What began as just a way to “seek adventure” for Kunwoo Kim ’15 snowballed into nearly seven months of training and climbing, culminating in reaching the 20,310-foot summit of Denali — the tallest peak in North America — this fourth of July.
Kim said he never considered himself an “outdoorsy guy,” but once he started climbing he couldn’t stop.
“You could say that climbing is a calling or an addiction,” he said.
Kim said he has climbed four of the Seven Summits, the highest peaks of the seven continents: Mount Elbrus — the tallest peak in Europe, Aconcagua — the tallest peak in South America, Kilimanjaro — the tallest peak in Africa and Denali — the tallest peak in North America.
After successfully summiting Aconcagua, Kim said he decided to pursue Denali.
“I wanted to really challenge myself mentally and physically and to see if I am ready for the Himalayas,” he explained. “As a climber living and loving America, why would you not want to climb Denali?”
Kim said his training lasted six months, during which he cut beer and red meat out of his diet for four months to shed weight. His physical training consisted of early morning jogs seven days a week, stair exercises with 70 pound weights three times a week, weight training, bouldering and indoor ice climbing.
“Training for [the Denali climb] required complete and utter emotional and physical devotion,” Kim said. “It hurt my relationship, friendships and many other things, but in the end, it was completely worth it. I came out of it stronger than ever.”
Kim said he was accompanied by ten other “extremely strong climbers” for his three-week journey to the summit. They carried all their equipment on their packs and sleds.

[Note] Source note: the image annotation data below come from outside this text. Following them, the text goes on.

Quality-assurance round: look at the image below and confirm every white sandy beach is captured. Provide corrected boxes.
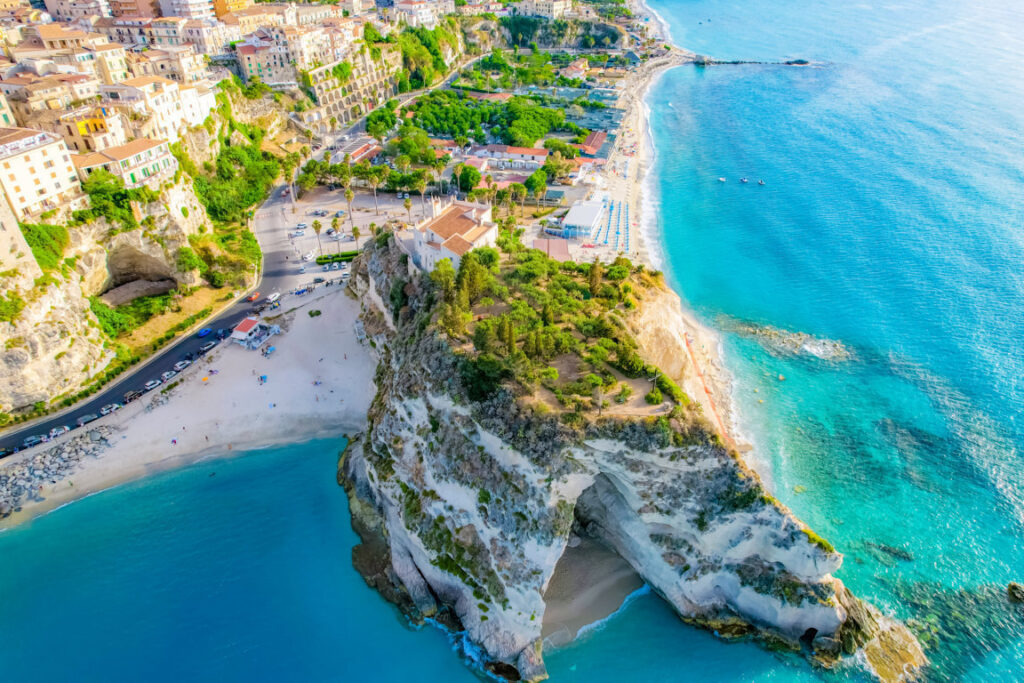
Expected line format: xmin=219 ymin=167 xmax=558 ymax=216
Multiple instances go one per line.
xmin=0 ymin=288 xmax=377 ymax=528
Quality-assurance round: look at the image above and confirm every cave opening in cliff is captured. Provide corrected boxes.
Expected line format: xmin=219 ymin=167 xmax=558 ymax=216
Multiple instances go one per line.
xmin=541 ymin=475 xmax=644 ymax=645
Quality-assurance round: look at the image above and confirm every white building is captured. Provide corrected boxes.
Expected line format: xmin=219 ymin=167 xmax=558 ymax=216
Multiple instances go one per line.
xmin=0 ymin=128 xmax=86 ymax=220
xmin=45 ymin=0 xmax=111 ymax=22
xmin=100 ymin=76 xmax=216 ymax=142
xmin=154 ymin=0 xmax=210 ymax=19
xmin=413 ymin=200 xmax=498 ymax=272
xmin=72 ymin=138 xmax=178 ymax=189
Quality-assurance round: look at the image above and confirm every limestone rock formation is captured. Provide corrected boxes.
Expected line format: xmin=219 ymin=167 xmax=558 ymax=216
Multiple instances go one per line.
xmin=339 ymin=239 xmax=926 ymax=681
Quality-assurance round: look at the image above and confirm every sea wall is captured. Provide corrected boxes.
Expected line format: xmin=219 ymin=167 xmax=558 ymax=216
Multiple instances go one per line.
xmin=339 ymin=237 xmax=924 ymax=680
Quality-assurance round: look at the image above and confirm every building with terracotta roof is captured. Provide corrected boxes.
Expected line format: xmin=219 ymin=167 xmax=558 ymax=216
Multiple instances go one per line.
xmin=413 ymin=199 xmax=498 ymax=272
xmin=72 ymin=138 xmax=178 ymax=189
xmin=32 ymin=104 xmax=129 ymax=154
xmin=0 ymin=128 xmax=88 ymax=220
xmin=100 ymin=76 xmax=216 ymax=142
xmin=45 ymin=0 xmax=111 ymax=22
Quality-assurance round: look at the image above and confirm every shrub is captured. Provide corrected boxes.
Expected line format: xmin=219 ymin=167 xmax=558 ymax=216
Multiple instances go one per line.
xmin=20 ymin=223 xmax=71 ymax=270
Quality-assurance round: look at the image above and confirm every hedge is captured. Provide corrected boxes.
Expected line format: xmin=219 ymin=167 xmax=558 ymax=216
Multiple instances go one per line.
xmin=316 ymin=251 xmax=359 ymax=265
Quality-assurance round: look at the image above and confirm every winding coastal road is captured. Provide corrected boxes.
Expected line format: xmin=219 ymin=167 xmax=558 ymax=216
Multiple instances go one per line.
xmin=0 ymin=184 xmax=323 ymax=457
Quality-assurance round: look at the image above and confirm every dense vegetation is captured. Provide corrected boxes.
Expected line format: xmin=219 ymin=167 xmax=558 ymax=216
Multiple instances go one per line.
xmin=409 ymin=90 xmax=586 ymax=147
xmin=362 ymin=17 xmax=459 ymax=92
xmin=462 ymin=49 xmax=584 ymax=90
xmin=20 ymin=223 xmax=71 ymax=270
xmin=73 ymin=169 xmax=160 ymax=230
xmin=89 ymin=293 xmax=173 ymax=339
xmin=419 ymin=221 xmax=696 ymax=424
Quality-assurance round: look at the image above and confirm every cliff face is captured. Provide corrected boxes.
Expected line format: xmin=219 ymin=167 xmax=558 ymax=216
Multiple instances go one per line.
xmin=339 ymin=237 xmax=925 ymax=680
xmin=0 ymin=179 xmax=209 ymax=412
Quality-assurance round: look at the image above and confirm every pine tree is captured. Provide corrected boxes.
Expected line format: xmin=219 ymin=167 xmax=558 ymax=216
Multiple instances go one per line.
xmin=590 ymin=261 xmax=601 ymax=296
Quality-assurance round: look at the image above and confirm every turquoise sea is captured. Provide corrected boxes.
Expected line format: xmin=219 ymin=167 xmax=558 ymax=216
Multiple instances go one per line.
xmin=0 ymin=0 xmax=1024 ymax=683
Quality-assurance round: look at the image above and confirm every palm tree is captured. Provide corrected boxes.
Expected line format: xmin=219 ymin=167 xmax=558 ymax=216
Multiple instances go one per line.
xmin=313 ymin=220 xmax=324 ymax=256
xmin=367 ymin=166 xmax=388 ymax=216
xmin=411 ymin=173 xmax=427 ymax=218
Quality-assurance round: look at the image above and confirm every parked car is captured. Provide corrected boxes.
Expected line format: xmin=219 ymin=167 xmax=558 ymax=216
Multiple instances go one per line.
xmin=75 ymin=413 xmax=99 ymax=427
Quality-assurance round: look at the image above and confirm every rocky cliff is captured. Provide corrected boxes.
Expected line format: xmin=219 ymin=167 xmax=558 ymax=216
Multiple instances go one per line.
xmin=339 ymin=243 xmax=925 ymax=681
xmin=0 ymin=176 xmax=209 ymax=413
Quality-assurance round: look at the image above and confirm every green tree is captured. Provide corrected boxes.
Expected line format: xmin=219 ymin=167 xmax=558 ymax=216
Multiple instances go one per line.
xmin=313 ymin=220 xmax=324 ymax=256
xmin=588 ymin=261 xmax=601 ymax=296
xmin=430 ymin=258 xmax=456 ymax=301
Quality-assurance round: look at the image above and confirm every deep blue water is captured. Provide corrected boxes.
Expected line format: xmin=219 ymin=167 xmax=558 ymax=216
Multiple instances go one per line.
xmin=0 ymin=0 xmax=1024 ymax=683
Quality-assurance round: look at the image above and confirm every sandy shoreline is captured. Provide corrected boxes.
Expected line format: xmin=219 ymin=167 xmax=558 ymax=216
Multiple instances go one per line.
xmin=0 ymin=288 xmax=377 ymax=528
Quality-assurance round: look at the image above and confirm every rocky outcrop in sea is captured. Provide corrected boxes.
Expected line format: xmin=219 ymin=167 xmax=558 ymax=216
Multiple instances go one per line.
xmin=339 ymin=241 xmax=926 ymax=681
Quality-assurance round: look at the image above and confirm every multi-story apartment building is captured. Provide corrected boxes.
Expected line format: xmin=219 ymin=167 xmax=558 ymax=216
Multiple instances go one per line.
xmin=0 ymin=128 xmax=87 ymax=220
xmin=72 ymin=138 xmax=178 ymax=189
xmin=128 ymin=45 xmax=210 ymax=83
xmin=91 ymin=16 xmax=153 ymax=47
xmin=110 ymin=0 xmax=160 ymax=18
xmin=236 ymin=37 xmax=296 ymax=85
xmin=220 ymin=4 xmax=286 ymax=36
xmin=394 ymin=0 xmax=437 ymax=29
xmin=515 ymin=0 xmax=572 ymax=19
xmin=46 ymin=0 xmax=111 ymax=22
xmin=213 ymin=0 xmax=245 ymax=18
xmin=154 ymin=0 xmax=210 ymax=19
xmin=299 ymin=45 xmax=401 ymax=133
xmin=183 ymin=19 xmax=242 ymax=54
xmin=33 ymin=104 xmax=129 ymax=154
xmin=100 ymin=76 xmax=216 ymax=142
xmin=0 ymin=94 xmax=17 ymax=127
xmin=0 ymin=74 xmax=99 ymax=126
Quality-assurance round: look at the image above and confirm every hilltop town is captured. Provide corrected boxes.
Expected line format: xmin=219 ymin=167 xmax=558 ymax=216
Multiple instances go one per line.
xmin=0 ymin=0 xmax=681 ymax=432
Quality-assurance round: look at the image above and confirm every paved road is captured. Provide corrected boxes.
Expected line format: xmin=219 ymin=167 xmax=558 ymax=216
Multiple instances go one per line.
xmin=0 ymin=185 xmax=360 ymax=455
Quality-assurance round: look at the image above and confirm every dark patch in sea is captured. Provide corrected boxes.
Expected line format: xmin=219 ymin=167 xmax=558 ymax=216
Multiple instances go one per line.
xmin=882 ymin=579 xmax=1024 ymax=681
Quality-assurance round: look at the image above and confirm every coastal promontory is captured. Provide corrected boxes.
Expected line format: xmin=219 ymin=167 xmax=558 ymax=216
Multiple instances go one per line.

“Our group was so strong and the weather always willing that we never stopped for a day,” he said. “Then it somehow ended up that we summited the tallest peak in North America on the Fourth of July! It was crazy because that was the day we planned on summiting. Things never go according to plan, but it did for us.”
Kim said the most difficult part of the climb was the descent.
“Carrying about 100 to 110 pounds of gear on our packs and sleds, we descended for two days breaking trail,” he said. “That was not fun, and that is why my toenails are all falling out now.”
The most exciting part of the trip was the autobahn — the first major hurdle you come across when you leave the high camp for the summit push, according to Kim. He called it the “scariest and riskiest” part of the whole trip.
“The sun was not up yet so we were all freezing,” he said. “However, our team smoothly passed [the autobahn] without any problem — a testament to our teamwork and strength.”
Kim carried two flags with him to the Denali summit — his home state of Hawaii flag and the Cornell flag. He said those two flags “represent me the best.”
Kim added that he hopes to complete the Seven Summits as well as climb Ben Nevis in Scotland, Mount Olympus in Greece, Eiger in Switzerland and Matterhorn in Europe.